Sadly, I know about 3,104 more stories regarding paperwork, just like that one.

7 Lookout October 12, 2009 at 11:55 pm

I just received an advertisement from a doctor the charges $2000 for a year of primary care…everything included. Labs, x-ray, etc. No insurance…no billling except for routine payment….could set these up with automatic billing. I guess you would have some accounting if there was outsourcing Give the money to the doctor instead of the insurance company.

A doctor wouldn’t need very many patients to make a good living. Too bad more doctors don’t just say no to insurance company contracts. Perhaps we would then have a good catastophic options too.

8 Steven Murphy MD October 13, 2009 at 2:39 pm

Kevin,
Listen.

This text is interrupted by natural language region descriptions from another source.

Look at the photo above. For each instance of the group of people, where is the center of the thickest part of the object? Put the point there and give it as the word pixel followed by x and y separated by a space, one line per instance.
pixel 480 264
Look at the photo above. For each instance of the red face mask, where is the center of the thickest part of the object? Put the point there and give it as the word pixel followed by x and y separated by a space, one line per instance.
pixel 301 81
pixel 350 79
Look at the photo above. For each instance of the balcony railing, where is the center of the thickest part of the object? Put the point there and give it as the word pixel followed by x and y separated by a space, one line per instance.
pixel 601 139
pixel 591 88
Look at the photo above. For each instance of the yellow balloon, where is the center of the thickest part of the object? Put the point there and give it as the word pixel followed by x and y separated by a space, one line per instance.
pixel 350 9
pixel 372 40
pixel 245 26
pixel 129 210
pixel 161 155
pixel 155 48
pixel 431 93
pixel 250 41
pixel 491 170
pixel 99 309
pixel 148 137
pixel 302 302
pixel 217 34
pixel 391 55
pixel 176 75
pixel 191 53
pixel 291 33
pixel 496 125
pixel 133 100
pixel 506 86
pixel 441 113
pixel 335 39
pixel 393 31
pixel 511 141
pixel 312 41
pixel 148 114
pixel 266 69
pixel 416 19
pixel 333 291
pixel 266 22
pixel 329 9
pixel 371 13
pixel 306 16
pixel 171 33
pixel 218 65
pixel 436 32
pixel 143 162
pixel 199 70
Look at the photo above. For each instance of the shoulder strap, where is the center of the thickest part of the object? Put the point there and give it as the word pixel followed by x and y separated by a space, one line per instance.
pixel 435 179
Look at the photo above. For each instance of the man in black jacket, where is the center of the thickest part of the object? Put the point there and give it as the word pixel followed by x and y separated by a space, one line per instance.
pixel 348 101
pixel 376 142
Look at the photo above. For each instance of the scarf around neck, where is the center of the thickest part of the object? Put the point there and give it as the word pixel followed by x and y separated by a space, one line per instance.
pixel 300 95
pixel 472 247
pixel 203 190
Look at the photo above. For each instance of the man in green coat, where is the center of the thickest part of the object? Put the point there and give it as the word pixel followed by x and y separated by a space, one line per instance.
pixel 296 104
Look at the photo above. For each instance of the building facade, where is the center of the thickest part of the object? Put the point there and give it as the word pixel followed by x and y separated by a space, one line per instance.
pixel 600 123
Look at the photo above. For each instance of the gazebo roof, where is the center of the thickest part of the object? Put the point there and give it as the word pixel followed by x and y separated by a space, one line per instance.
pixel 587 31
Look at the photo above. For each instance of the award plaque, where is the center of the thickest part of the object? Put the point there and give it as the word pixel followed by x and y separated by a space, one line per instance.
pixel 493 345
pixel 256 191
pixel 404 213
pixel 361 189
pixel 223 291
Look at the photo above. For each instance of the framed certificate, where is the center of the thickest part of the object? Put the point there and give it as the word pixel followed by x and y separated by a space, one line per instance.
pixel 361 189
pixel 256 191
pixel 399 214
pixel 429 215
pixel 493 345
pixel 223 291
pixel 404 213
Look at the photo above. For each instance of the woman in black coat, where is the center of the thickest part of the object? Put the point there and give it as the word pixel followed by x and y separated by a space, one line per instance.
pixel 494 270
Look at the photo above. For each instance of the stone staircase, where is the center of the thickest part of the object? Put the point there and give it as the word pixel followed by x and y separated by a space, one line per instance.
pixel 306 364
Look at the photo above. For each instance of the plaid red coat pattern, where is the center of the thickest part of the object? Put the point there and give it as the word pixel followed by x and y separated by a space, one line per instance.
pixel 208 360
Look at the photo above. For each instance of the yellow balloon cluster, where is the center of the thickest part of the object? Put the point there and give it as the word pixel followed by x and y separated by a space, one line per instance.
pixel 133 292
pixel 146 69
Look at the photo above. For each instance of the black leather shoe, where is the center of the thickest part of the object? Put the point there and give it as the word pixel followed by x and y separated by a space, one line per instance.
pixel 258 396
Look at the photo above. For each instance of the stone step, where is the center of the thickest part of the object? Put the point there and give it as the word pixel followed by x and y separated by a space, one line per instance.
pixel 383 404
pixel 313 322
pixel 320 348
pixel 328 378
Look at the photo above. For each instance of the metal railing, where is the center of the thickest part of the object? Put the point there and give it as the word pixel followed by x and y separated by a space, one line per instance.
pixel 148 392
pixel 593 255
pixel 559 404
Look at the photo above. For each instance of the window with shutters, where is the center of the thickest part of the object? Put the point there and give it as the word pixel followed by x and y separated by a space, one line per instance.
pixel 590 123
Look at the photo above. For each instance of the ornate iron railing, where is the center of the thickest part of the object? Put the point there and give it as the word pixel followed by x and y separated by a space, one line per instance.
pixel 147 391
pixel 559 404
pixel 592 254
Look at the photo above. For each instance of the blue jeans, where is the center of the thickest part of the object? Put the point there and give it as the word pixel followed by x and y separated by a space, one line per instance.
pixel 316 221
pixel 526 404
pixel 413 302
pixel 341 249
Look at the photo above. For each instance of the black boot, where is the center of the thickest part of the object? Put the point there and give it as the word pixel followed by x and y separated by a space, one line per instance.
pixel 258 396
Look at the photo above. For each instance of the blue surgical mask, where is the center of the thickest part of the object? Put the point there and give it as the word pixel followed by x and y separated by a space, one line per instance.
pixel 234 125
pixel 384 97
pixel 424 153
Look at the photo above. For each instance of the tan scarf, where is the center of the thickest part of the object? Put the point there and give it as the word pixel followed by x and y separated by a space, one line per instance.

The key to reducing paperwork is to not create any……Stop creating paper charts, stop creating paper terms of service, stop documenting on paper. That will fix a huge bunch of this. The team we have is workin on that…

9 Doc Stone October 13, 2009 at 7:28 pm

Then the paperwork burden is replaced by the computer work burden. No difference.

10 Steven Murphy MD October 13, 2009 at 7:43 pm

How is simple documentation via a computer more work?